Consumer advocates are concerned that PACE operates under more relaxed approval and disclosure regulations than traditional lenders. PACE providers are not held accountable under the Truth in Lending Act, which guarantees that lenders confirm that borrowers can pay back the loan and comprehend its cost, leaving borrowers without the option of suing PACE providers if they realize they cannot afford the loan. This lack of protection resulted in a class-action lawsuit against one of the nation’s leading PACE providers and a Federal Trade Commission order finding the company guilty of fraud. Florida’s Attorney General’s office has no dedicated watchdog overseeing PACE providers, leaving the South Florida Green Corridor Board as the only agency with oversight over Ygrene Energy, the state’s largest PACE provider. However, other states, such as California and Missouri, have taken more stringent measures.

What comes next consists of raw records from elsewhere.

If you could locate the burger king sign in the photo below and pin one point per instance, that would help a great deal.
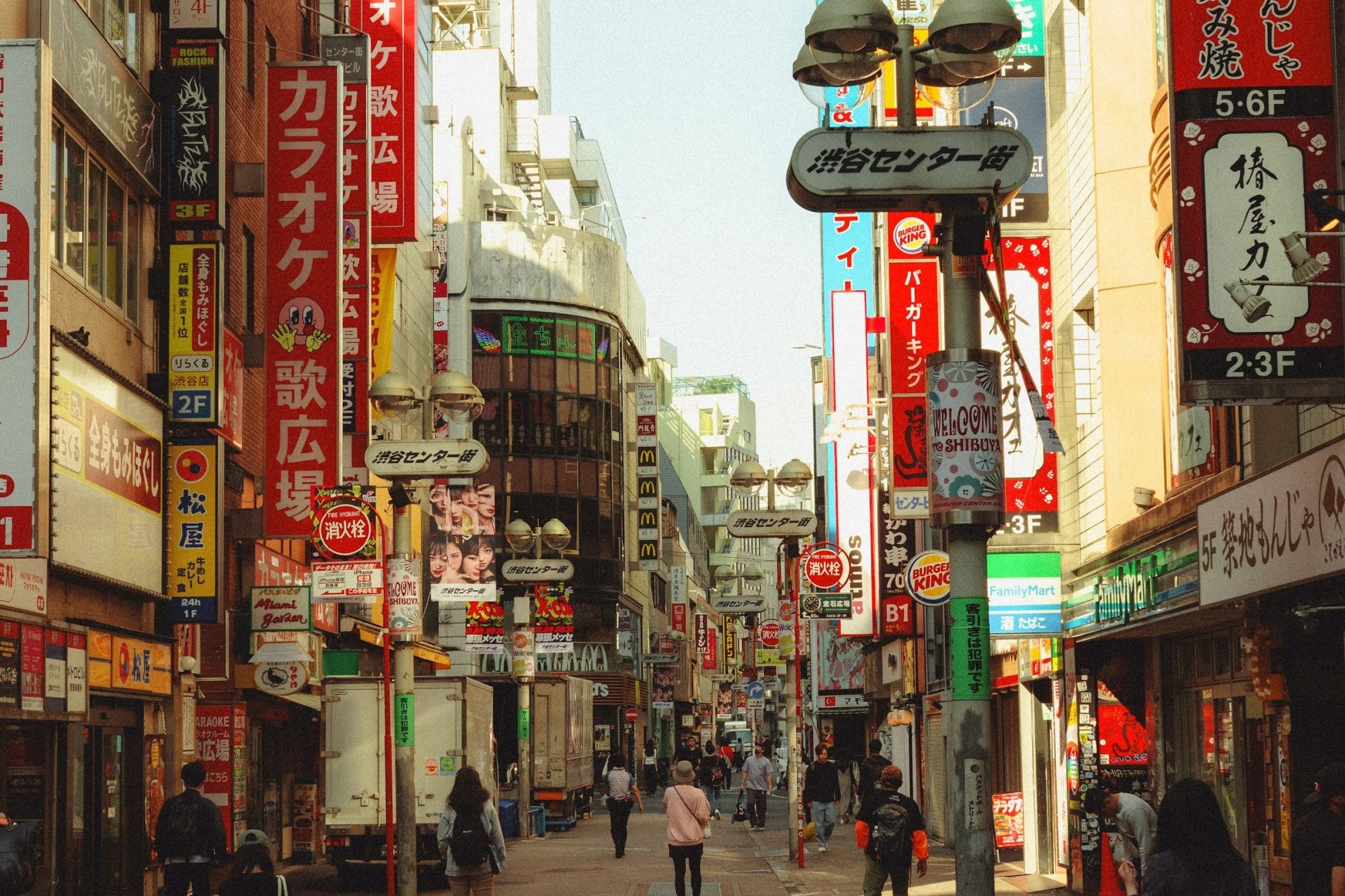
(911, 235)
(929, 579)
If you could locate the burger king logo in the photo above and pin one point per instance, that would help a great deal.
(929, 577)
(913, 235)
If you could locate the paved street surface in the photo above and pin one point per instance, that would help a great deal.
(738, 862)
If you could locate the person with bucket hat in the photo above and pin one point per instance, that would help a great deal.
(689, 813)
(1317, 848)
(254, 870)
(891, 830)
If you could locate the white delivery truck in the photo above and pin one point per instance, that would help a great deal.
(454, 728)
(563, 749)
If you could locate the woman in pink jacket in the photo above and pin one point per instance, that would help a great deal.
(688, 811)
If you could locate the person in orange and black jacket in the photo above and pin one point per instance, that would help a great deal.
(899, 868)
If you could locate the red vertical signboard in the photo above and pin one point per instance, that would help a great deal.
(1253, 111)
(352, 52)
(1031, 485)
(393, 115)
(913, 334)
(303, 291)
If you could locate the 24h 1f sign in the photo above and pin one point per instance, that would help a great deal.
(902, 170)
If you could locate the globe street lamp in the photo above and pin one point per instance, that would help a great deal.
(528, 540)
(404, 462)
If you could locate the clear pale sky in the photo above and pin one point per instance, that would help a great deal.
(697, 112)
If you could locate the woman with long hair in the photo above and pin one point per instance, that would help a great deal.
(254, 872)
(1194, 852)
(470, 837)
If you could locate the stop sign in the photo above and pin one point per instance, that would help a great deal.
(825, 567)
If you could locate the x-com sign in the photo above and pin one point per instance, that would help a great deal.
(906, 170)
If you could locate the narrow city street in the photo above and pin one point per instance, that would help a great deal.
(738, 862)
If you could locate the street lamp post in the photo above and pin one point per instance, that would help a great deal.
(454, 396)
(849, 41)
(793, 479)
(524, 538)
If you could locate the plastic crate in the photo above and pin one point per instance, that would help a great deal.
(539, 817)
(509, 817)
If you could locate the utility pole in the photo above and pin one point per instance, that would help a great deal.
(968, 533)
(847, 44)
(404, 716)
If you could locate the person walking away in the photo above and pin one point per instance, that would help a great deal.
(622, 794)
(254, 872)
(730, 758)
(847, 778)
(652, 766)
(891, 831)
(18, 856)
(1317, 846)
(689, 751)
(189, 836)
(871, 770)
(1137, 825)
(712, 775)
(821, 792)
(757, 783)
(1194, 852)
(688, 811)
(470, 837)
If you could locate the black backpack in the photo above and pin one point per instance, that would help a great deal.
(469, 845)
(890, 834)
(176, 833)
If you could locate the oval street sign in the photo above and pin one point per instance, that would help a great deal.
(547, 569)
(906, 170)
(771, 524)
(427, 459)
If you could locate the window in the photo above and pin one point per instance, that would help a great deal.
(91, 232)
(249, 280)
(56, 243)
(95, 276)
(249, 46)
(75, 216)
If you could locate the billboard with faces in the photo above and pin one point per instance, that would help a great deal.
(463, 549)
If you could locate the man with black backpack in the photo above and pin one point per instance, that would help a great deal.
(871, 768)
(890, 829)
(190, 834)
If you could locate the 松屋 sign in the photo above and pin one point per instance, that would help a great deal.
(1254, 127)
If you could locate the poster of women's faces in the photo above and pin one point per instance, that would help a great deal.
(463, 549)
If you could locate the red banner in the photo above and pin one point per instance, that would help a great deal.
(393, 114)
(303, 291)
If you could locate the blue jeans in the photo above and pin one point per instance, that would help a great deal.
(824, 817)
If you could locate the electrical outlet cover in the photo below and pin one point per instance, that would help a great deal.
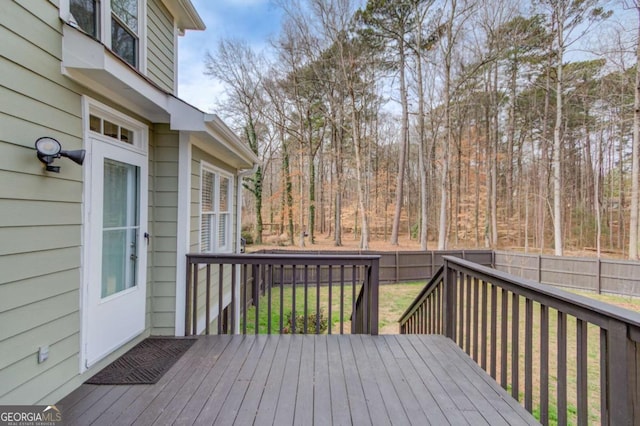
(43, 354)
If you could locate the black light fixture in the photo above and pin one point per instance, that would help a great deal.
(49, 149)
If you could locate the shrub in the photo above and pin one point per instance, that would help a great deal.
(311, 323)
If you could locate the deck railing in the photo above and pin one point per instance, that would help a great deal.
(235, 289)
(567, 358)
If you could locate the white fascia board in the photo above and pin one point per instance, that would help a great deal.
(89, 63)
(211, 130)
(185, 15)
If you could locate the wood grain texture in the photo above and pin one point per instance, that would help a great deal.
(320, 379)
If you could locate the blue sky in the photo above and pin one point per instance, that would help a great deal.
(255, 21)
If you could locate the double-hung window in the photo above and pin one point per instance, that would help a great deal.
(215, 210)
(115, 22)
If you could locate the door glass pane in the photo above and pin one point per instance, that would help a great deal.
(222, 230)
(120, 227)
(224, 194)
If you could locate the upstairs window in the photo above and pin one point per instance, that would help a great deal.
(124, 29)
(215, 211)
(117, 23)
(87, 15)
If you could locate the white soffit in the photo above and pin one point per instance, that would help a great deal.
(185, 15)
(91, 64)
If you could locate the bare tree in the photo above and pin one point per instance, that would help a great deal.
(634, 232)
(236, 65)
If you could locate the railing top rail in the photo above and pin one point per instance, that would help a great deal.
(419, 299)
(282, 259)
(546, 294)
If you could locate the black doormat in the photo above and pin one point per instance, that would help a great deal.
(144, 364)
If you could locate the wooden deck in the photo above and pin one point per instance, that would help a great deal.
(322, 380)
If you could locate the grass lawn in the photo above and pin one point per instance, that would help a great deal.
(395, 298)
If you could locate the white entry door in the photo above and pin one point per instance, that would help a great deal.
(115, 302)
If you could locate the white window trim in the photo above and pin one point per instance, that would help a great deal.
(105, 27)
(204, 166)
(141, 131)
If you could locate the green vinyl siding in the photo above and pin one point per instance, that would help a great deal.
(42, 212)
(160, 45)
(165, 227)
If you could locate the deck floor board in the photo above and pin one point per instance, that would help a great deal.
(305, 380)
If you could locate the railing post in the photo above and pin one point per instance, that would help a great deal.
(617, 367)
(449, 302)
(374, 282)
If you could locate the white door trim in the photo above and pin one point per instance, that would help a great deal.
(138, 149)
(183, 228)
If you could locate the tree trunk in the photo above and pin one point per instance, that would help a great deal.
(404, 143)
(634, 228)
(557, 146)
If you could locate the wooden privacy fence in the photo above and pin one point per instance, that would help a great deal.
(403, 266)
(261, 280)
(592, 274)
(568, 358)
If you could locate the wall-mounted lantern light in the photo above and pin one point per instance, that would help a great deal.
(49, 149)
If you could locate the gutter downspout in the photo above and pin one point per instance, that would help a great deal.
(241, 174)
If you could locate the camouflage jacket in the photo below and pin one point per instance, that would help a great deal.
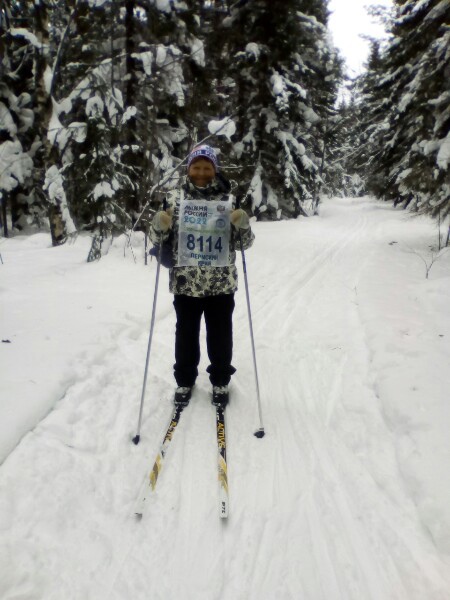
(202, 281)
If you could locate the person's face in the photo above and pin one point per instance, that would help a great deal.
(201, 172)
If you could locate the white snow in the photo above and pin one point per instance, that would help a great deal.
(103, 189)
(345, 498)
(443, 157)
(225, 127)
(30, 37)
(94, 106)
(253, 49)
(15, 165)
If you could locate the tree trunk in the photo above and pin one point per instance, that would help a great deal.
(58, 225)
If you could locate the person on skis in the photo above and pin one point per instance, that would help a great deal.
(203, 229)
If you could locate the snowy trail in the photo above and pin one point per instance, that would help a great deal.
(325, 507)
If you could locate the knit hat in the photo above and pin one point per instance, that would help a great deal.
(203, 151)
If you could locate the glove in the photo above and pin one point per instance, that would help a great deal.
(162, 221)
(239, 219)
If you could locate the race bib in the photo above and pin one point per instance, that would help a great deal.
(204, 233)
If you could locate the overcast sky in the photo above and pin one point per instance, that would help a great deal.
(348, 20)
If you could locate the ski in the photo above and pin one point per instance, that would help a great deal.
(150, 481)
(222, 462)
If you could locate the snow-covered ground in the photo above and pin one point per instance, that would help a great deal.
(347, 497)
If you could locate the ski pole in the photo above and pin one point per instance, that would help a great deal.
(260, 432)
(137, 437)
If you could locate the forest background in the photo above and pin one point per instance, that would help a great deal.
(101, 101)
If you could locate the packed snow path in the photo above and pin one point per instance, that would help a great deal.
(347, 495)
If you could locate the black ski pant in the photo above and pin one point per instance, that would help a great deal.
(218, 312)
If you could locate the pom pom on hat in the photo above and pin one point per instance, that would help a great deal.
(203, 151)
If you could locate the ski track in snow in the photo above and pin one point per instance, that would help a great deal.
(320, 508)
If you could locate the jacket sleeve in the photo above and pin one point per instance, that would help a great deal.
(246, 236)
(155, 234)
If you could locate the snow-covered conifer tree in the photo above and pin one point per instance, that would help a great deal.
(281, 57)
(409, 113)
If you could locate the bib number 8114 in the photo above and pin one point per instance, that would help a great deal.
(204, 245)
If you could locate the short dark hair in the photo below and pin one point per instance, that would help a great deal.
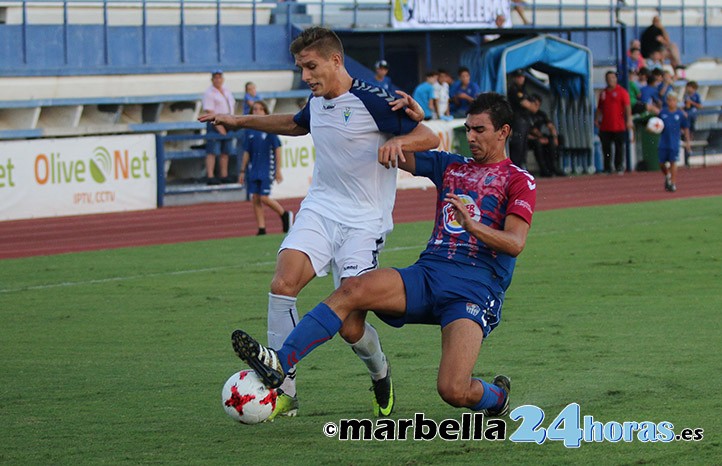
(323, 40)
(496, 105)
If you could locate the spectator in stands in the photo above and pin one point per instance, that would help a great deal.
(655, 61)
(424, 95)
(613, 118)
(520, 101)
(463, 92)
(499, 22)
(675, 126)
(381, 78)
(635, 93)
(218, 100)
(544, 140)
(519, 8)
(261, 166)
(655, 38)
(250, 97)
(634, 55)
(649, 94)
(635, 59)
(692, 103)
(441, 93)
(666, 87)
(344, 219)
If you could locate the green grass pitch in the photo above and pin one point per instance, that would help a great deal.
(118, 357)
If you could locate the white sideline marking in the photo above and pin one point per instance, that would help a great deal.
(127, 278)
(158, 274)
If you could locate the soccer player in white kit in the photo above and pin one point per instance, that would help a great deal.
(346, 215)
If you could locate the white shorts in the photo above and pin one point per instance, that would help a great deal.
(346, 251)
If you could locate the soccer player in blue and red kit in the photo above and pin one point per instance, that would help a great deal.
(676, 124)
(483, 215)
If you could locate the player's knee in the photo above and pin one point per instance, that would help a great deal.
(284, 285)
(352, 330)
(352, 291)
(453, 394)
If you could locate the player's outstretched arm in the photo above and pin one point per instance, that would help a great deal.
(511, 240)
(410, 106)
(276, 124)
(392, 152)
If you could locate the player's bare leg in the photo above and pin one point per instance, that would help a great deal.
(460, 345)
(364, 341)
(293, 272)
(258, 212)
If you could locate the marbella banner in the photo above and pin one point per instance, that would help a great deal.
(450, 14)
(299, 156)
(74, 176)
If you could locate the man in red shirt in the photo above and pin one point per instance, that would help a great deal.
(613, 118)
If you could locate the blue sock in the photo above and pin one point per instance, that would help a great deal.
(316, 327)
(493, 397)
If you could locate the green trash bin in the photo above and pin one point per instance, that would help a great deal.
(649, 143)
(461, 145)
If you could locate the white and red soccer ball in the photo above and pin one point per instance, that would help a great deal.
(655, 125)
(246, 399)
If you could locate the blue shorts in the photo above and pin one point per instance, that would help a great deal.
(262, 187)
(218, 146)
(439, 292)
(668, 155)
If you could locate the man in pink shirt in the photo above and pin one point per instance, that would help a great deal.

Florida’s oversight of PACE varies county by county, with some being more aggressive than others. The Pasco County tax collector’s office, for instance, hired a full-time staff member to call homeowners after placing a lien on their homes to explain the PACE loan’s impact on their taxes. Following Pasco’s lead, other counties have enacted stricter consumer protections, such as Palm Beach County’s mandatory disclosure form for all PACE customers and Broward County’s regulations requiring that contractors charge market prices for products and that total costs not exceed a specific limit. Nonetheless, Collier County and Hernando and Hillsborough counties banned the program due to complaints about liens on homes and forged signatures. Meanwhile, Miami-Dade requires that PACE materials be presented in various languages. PACE providers, who claim their programs serve a critical niche for homeowners and the environment, face criticism from consumer advocates, who are calling for stronger regulations and oversight.